AMM sostiene l’opposizione contro il Festival filogovernativo eritreo di Bologna

Dal 4 al 6 luglio si svolgerà al Parco Nord di Bologna il Festival eritreo. La capitale emiliana ha ospitato il festival in passato, durante la guerra di liberazione contro l’Etiopia, quando la diaspora eritrea cercavano di sensibilizzare l’opinione pubblica italiana e internazionale alla causa della libertà e dell’autodeterminazione del popolo eritreo.

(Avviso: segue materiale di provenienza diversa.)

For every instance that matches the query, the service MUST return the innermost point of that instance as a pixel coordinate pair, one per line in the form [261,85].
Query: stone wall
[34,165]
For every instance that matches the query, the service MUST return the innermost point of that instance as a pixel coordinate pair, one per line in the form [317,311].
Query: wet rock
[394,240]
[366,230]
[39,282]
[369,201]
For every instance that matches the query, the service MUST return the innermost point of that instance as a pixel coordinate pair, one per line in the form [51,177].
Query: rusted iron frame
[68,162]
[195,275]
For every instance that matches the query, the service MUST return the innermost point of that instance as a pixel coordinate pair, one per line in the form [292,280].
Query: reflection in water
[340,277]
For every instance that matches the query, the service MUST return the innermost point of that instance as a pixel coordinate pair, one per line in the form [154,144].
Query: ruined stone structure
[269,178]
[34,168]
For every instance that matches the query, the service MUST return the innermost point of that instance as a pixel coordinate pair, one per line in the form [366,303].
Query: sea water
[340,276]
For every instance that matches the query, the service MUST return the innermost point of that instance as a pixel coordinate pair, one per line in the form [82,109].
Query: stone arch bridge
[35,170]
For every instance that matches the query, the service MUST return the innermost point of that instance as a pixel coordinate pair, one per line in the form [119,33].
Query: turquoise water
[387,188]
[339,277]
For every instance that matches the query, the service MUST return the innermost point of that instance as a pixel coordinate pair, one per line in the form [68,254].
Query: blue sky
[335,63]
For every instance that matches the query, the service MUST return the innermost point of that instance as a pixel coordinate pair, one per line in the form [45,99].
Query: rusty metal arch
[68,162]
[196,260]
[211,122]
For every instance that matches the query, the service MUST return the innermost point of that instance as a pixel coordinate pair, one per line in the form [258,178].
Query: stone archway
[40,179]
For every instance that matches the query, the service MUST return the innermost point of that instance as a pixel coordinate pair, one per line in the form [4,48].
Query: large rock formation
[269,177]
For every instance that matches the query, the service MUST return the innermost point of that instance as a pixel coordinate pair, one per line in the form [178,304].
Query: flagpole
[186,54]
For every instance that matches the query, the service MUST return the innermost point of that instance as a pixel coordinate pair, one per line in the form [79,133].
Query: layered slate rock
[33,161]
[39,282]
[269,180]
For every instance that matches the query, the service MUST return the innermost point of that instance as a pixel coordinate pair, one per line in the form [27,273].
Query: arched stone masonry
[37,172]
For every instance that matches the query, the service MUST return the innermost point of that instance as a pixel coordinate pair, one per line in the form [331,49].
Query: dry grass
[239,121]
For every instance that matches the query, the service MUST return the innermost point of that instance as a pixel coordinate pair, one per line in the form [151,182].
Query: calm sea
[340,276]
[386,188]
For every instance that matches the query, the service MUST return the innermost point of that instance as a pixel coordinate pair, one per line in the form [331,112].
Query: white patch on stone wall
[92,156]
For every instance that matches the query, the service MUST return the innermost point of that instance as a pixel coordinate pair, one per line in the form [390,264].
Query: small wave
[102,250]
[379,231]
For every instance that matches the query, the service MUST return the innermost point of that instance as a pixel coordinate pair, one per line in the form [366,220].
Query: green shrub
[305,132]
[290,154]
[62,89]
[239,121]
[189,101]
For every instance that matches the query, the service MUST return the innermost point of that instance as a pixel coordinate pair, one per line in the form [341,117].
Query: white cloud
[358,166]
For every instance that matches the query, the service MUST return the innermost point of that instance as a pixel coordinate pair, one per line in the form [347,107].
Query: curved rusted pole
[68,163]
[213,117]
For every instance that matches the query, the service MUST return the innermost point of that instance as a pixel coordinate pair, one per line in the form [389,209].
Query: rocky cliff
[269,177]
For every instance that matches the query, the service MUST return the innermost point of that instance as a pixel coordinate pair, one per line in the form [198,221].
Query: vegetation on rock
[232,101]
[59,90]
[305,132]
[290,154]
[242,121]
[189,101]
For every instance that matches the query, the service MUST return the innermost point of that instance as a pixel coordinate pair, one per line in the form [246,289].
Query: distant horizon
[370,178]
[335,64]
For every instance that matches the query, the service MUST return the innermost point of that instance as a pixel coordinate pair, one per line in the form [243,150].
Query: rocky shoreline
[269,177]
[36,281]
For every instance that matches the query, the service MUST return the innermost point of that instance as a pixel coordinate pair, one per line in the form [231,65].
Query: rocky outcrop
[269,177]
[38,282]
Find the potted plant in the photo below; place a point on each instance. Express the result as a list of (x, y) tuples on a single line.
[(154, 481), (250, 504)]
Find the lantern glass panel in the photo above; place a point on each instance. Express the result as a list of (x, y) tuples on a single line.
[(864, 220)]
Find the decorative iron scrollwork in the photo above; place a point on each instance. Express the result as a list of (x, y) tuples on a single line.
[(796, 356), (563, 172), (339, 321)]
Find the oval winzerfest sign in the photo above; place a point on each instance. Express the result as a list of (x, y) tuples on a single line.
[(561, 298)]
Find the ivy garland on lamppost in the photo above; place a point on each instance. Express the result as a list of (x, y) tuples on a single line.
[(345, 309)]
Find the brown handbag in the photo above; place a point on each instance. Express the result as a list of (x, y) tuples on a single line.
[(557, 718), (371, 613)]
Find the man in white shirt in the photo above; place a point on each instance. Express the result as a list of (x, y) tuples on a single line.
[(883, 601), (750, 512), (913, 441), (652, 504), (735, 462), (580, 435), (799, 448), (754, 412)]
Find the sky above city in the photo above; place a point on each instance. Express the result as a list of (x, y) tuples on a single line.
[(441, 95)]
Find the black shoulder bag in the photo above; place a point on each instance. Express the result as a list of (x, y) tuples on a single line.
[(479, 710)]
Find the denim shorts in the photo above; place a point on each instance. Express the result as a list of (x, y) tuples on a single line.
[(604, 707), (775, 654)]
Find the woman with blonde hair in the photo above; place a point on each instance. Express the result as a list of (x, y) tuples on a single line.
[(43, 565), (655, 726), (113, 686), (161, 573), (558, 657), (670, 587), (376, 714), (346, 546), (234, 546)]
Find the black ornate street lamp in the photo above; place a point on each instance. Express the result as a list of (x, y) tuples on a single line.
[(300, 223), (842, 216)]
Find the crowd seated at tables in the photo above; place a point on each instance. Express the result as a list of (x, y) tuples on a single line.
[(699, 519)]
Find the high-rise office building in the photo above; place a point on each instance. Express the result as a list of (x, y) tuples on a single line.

Il festival di quest’anno, organizzato da alcuni gruppi filogovernativi eritrei, ha ben altri scopi. Il regime totalitario e repressivo di Isaias Afewerki  ha trasformato il festival in un evento di propaganda filogovernativa, in una celebrazione della personalità del presidente, ma soprattutto in un’occasione per mettere a tacere la sempre più crescente opposizione, composta dalla nuova generazione di rifugiati eritrei, vale a dire da quegli uomini e quelle donne che riescono a raggiungere le nostre coste dopo essere stati schiavizzati dai trafficanti di esseri umani, dopo aver subito le violenze degli scafisti e dopo essere stati schedati e ridotti a numero dalle autorità italiane.

Nonostante ciò il Comune di Bologna ha concesso lo spazio per l’evento. Un errore che le rappresentanze istituzionali locali hanno tentato di giustificare dicendo che avevano dato per scontato che il Festival fosse soltanto una “normale festa locale della comunità eritrea di Bologna” (Corriere di Bologna, 28 giugno). Di fronte alle proteste del Coordinamento Eritrea Democratica e di varie organizzazioni per i diritti umani, tra cui Amnesty International, il Comune ha ritirato il proprio patrocinio all’iniziativa.

Il 5 luglio, l’opposizione eritrea terrà un seminario pubblico sulla situazione nel paese al Cinema Sotto Le Stelle. Parteciperanno anche rappresentanze del Comune per riparare all’imbarazzante errore.

Come Archivio Memorie Migranti, sosteniamo le iniziative dell’opposizione eritrea al regime di Isaias Afewerki e invitiamo tutti coloro che credono nella democrazia e nella libertà di tutti i popoli a partecipare all’evento. Chiediamo anche una maggiore consapevolezza e sensibilità delle istituzioni sulla situazione politica dei paesi dei rifugiati, richiedenti asilo e migranti che vivono nelle nostre città.